Lin Claire Yilin, Fessler Jeffrey A
Department of Mathematics, University of Michigan, Ann Arbor, MI, 48109 USA.
Department of Electrical Engineering and Computer Science, University of Michigan, Ann Arbor, MI 48109 USA.
IEEE Trans Comput Imaging. 2020;6:1451-1458. doi: 10.1109/TCI.2020.3031082. Epub 2020 Oct 15.
Magnetic field inhomogeneity estimation is important in some types of magnetic resonance imaging (MRI), including field-corrected reconstruction for fast MRI with long readout times, and chemical shift based water-fat imaging. Regularized field map estimation methods that account for phase wrapping and noise involve nonconvex cost functions that require iterative algorithms. Most existing minimization techniques were computationally or memory intensive for 3D datasets, and are designed for single-coil MRI. This paper considers 3D MRI with optional consideration of coil sensitivity, and addresses the multi-echo field map estimation and water-fat imaging problem. Our efficient algorithm uses a preconditioned nonlinear conjugate gradient method based on an incomplete Cholesky factorization of the Hessian of the cost function, along with a monotonic line search. Numerical experiments show the computational advantage of the proposed algorithm over state-of-the-art methods with similar memory requirements.

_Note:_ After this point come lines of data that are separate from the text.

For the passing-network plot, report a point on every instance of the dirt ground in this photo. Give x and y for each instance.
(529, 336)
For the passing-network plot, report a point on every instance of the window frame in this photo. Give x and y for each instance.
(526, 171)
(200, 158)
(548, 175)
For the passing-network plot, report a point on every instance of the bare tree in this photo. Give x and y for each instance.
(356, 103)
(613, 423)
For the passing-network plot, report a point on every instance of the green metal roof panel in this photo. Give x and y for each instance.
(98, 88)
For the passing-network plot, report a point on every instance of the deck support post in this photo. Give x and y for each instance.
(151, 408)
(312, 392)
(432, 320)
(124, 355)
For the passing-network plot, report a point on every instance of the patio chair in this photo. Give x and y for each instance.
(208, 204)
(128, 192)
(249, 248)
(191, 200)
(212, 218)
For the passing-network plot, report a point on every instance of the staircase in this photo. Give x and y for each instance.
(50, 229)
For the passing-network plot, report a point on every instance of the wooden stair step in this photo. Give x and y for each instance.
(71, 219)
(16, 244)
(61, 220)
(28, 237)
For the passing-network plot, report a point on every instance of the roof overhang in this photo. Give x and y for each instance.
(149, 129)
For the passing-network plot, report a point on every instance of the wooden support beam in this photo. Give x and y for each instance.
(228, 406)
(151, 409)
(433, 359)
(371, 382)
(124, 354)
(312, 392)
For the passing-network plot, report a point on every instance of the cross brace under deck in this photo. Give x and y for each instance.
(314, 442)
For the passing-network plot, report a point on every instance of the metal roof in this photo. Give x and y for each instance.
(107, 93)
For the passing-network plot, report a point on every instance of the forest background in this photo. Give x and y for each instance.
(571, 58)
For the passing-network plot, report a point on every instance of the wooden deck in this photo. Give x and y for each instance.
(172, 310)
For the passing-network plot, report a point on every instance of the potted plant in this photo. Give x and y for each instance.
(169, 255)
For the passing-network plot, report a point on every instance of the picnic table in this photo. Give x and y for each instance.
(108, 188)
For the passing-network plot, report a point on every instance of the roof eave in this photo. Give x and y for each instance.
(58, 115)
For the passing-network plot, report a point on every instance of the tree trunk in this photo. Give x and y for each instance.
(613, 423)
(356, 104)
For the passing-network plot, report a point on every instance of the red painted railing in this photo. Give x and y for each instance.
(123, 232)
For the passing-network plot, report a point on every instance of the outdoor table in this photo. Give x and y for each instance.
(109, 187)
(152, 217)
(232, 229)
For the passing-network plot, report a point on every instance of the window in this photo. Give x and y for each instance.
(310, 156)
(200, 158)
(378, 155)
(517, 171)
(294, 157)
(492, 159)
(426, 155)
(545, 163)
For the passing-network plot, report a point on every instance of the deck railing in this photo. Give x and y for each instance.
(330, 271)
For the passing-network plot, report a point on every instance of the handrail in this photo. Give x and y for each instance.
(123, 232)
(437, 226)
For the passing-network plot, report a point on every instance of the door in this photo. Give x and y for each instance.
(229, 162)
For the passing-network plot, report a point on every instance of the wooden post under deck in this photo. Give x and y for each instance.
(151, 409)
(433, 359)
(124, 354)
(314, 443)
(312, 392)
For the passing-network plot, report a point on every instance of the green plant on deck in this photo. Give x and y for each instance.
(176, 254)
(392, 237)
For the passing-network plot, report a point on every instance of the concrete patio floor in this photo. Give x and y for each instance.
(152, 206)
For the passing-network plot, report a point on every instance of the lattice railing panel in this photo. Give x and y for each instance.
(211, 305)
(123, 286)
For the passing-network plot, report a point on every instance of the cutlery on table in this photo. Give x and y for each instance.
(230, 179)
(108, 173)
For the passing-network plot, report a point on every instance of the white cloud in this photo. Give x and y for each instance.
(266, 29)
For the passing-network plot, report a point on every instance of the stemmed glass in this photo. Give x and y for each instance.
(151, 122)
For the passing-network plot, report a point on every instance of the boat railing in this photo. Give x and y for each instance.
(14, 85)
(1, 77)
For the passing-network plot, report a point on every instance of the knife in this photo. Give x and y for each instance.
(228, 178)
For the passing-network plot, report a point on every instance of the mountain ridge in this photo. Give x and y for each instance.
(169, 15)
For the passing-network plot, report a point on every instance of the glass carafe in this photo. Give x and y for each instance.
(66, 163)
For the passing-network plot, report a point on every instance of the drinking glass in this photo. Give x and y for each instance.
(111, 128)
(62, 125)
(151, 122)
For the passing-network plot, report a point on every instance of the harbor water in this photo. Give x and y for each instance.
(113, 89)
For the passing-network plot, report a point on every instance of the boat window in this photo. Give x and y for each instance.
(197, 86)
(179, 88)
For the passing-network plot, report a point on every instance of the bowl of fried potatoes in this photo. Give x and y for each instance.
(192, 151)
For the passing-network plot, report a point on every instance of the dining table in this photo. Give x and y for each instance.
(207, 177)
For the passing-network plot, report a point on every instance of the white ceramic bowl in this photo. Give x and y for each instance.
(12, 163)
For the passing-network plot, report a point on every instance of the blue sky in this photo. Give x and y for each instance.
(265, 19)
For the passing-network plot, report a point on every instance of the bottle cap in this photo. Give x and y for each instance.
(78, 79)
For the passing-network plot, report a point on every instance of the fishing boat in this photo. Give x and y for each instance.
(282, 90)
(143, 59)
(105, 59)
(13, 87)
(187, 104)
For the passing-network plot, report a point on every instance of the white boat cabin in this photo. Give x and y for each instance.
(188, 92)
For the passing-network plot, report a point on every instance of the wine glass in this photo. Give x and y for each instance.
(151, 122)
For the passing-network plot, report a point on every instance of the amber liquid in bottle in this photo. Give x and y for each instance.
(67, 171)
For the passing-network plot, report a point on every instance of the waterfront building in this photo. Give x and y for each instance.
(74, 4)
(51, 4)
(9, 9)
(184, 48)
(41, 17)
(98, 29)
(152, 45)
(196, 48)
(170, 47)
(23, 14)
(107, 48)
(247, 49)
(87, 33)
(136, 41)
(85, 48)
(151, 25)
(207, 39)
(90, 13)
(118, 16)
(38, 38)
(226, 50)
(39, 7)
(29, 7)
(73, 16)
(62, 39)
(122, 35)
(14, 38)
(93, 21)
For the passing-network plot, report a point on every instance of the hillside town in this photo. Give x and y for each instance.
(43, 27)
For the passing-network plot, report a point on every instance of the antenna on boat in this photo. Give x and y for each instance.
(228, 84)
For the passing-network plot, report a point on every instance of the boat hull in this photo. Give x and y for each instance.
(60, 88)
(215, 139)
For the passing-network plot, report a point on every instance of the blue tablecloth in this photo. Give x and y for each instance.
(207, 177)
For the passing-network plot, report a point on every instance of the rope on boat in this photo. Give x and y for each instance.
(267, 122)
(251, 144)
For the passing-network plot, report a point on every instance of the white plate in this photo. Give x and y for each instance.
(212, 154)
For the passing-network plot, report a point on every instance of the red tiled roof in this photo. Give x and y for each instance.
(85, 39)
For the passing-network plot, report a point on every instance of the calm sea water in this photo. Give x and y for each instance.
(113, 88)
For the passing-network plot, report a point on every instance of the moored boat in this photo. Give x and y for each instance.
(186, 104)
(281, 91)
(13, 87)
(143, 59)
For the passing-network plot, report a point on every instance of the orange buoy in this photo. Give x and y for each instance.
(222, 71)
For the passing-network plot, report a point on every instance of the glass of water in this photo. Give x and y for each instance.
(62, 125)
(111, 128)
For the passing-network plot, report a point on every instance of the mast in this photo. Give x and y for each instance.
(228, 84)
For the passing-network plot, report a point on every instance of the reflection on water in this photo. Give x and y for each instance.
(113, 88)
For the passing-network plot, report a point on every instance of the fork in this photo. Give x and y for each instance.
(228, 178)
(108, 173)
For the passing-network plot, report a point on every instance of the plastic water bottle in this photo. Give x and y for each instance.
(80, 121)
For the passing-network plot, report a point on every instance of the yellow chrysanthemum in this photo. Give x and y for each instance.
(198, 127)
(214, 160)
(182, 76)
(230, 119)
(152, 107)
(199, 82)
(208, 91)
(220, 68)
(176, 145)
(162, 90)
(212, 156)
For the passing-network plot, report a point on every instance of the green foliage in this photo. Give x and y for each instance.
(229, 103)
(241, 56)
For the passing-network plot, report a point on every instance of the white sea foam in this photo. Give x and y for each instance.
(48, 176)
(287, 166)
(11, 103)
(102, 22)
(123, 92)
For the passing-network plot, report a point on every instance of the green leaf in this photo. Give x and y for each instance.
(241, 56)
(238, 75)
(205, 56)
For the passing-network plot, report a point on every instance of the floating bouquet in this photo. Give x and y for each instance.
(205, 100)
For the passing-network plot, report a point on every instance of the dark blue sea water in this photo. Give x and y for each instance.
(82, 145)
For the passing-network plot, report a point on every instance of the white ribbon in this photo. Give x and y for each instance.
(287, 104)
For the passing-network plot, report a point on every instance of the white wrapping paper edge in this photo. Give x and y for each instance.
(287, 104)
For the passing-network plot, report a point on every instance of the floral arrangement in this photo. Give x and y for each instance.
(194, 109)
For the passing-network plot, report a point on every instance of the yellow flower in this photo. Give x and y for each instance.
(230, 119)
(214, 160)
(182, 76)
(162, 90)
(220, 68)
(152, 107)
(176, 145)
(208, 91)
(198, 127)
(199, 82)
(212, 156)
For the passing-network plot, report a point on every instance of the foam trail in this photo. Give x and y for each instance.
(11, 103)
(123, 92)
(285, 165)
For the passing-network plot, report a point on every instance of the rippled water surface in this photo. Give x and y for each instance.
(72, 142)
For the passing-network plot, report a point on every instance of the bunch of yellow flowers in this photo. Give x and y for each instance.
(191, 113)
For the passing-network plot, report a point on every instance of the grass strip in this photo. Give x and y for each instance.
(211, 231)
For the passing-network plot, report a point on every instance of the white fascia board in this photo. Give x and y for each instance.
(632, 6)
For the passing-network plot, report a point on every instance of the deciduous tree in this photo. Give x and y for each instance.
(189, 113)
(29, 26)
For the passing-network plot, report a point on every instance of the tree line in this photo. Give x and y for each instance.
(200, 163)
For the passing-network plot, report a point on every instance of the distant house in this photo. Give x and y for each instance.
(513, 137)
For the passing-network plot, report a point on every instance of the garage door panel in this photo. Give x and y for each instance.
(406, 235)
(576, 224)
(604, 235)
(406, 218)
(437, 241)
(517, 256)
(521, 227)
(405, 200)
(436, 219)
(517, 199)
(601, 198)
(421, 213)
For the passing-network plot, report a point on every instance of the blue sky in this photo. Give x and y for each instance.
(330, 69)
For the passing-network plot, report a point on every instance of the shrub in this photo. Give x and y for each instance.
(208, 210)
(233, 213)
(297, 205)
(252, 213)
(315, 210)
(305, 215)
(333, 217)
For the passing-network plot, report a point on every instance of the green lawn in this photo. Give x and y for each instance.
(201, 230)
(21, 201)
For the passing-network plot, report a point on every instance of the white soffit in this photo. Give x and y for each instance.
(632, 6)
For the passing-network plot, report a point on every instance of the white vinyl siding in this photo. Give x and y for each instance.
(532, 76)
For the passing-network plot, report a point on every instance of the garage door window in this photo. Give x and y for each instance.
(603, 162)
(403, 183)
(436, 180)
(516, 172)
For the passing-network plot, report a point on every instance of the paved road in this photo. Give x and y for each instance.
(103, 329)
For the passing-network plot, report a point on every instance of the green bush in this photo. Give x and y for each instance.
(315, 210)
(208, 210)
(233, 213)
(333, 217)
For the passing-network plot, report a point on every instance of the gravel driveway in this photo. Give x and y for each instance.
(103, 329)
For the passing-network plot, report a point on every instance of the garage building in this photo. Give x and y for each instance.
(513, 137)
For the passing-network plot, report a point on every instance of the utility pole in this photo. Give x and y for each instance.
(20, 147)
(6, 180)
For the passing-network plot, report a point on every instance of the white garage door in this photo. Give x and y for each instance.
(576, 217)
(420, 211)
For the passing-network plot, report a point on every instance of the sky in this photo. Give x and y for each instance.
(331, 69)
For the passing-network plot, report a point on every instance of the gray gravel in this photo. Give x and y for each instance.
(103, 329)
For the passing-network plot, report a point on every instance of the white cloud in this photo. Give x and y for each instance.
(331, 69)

磁场不均匀性估计在某些类型的磁共振成像(MRI)中很重要,包括具有长读出时间的快速MRI的场校正重建以及基于化学位移的水脂成像。考虑相位缠绕和噪声的正则化场图估计方法涉及需要迭代算法的非凸成本函数。大多数现有的最小化技术对于三维数据集来说计算量或内存需求很大,并且是为单线圈MRI设计的。本文考虑了可选择考虑线圈灵敏度的三维MRI,并解决了多回波场图估计和水脂成像问题。我们的高效算法使用基于成本函数海森矩阵不完全Cholesky分解的预处理非线性共轭梯度法,以及单调线搜索。数值实验表明,与具有相似内存需求的现有方法相比,该算法具有计算优势。